Nilai kepatuhan penggunaan obat dengan MMAS diberikan dengan

memberikan angka 1 jika “tidak” dan angka 0 jika “iya” pada item pertanyaan

nomer 1 hingga 7 kecuali pada nomer 5. Pada item pertanyaan nomer 5 diberikan

nilai 1 jika “iya” dan 0 jika “tidak”. Item nomer 8 terdapat beberapa penilaian

yaitu jika “tidak pernah/sangat jarang” diberikan nilai 1; jika “sesekali” diberikan

nilai 0,75; jika “kadang-kadang” diberikan nilai 0,5; jika “biasanya” diberikan
nilai 0,25; dan jika “selalu/sering” diberikan nilai 0. Tingkat kepatuhan responden

dikelompokkan menjadi 3, yaitu kepatuhan rendah dengan skor kurang dari 6,

kepatuhan sedang dengan skor 6 hingga 7, dan kepatuhan tinggi dengan skor 8.

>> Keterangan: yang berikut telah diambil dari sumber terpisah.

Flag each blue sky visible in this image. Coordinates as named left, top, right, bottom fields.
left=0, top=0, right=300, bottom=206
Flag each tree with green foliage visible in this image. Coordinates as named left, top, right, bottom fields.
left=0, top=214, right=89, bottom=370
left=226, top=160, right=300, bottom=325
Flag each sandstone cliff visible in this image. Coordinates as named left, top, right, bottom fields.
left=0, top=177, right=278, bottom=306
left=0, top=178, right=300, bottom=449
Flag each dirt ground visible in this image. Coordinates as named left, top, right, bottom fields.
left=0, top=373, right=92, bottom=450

Ketiga kategori kepatuhan tersebut dilakukan penggabungan sel untuk

mengelompokkan kategori patuh dan tidak patuh. Kategori patuh dan tidak patuh

dari hasil penggabungan sel yaitu skor ≥ 6 untuk patuh dan skor < 6 untuk tidak

patuh (Morisky, et al; 2006).

2.4 Hubungan Dukungan Keluarga dengan Kepatuhan Pengobatan

Pasien Tuberkulosis

Tuberkulosis merupakan penyakit menular yang dapat menginfeksi

penderitanya melalui saluran pernafasan. Penyakit ini disebabkan oleh bakteri

Mycobacterium tuberculosis yang dapat menyebabkan infeksi pada area paru-paru

maupun area diluar paru-paru sehingga diperlukan pengobatan rutin dan

berkelanjutan sehingga tingkat kekambuhan dapat dikurangi (Davies, Gordon,

Davies, 2014). Pengobatan TBC dilakukan dengan terapi OAT dan terapi

tambahan. Pengobatan tersebut membutuhkan waktu yang cukup lama agar

sehingga diperlukan pengawasan serta pengobatan rutin (Departemen Kesehatan

Republik Indonesia, 2006).

Pasien dengan Tuberkulosis harus patuh dalam mengkonsumsi obat

tersebut dan rutin mengontrolkan diri ke tempat pelayanan kesehatan. Kepatuhan

minum obat merupakan aspek terpenting didalam proses penyembuhan pasien

dengan Tuberkulosis, sehingga dibutuhkan peran keluarga dalam mengawasi

penggunaan obat tersebut (Morisky & Munther, 2009). Dukungan keluarga


sangatlah penting dikarenakan hubungan interpersonal antar anggota keluarga

yang meliputi sikap, tindakan dan penerimaan terhadap setiap anggota keluarga

sangatlah berhubungan dengan motivasi pasien untuk sembuh dari penyakitnya

dan pasien pun merasa diperhatikan dan dihargai (Erdiana, 2015). Oleh karena itu,

Dukungan keluarga diharapkan dapat meningkatkan kepatuhan penderita

Tuberkulosis dalam meminum obat sebagai upaya untuk mencapai kesembuhan.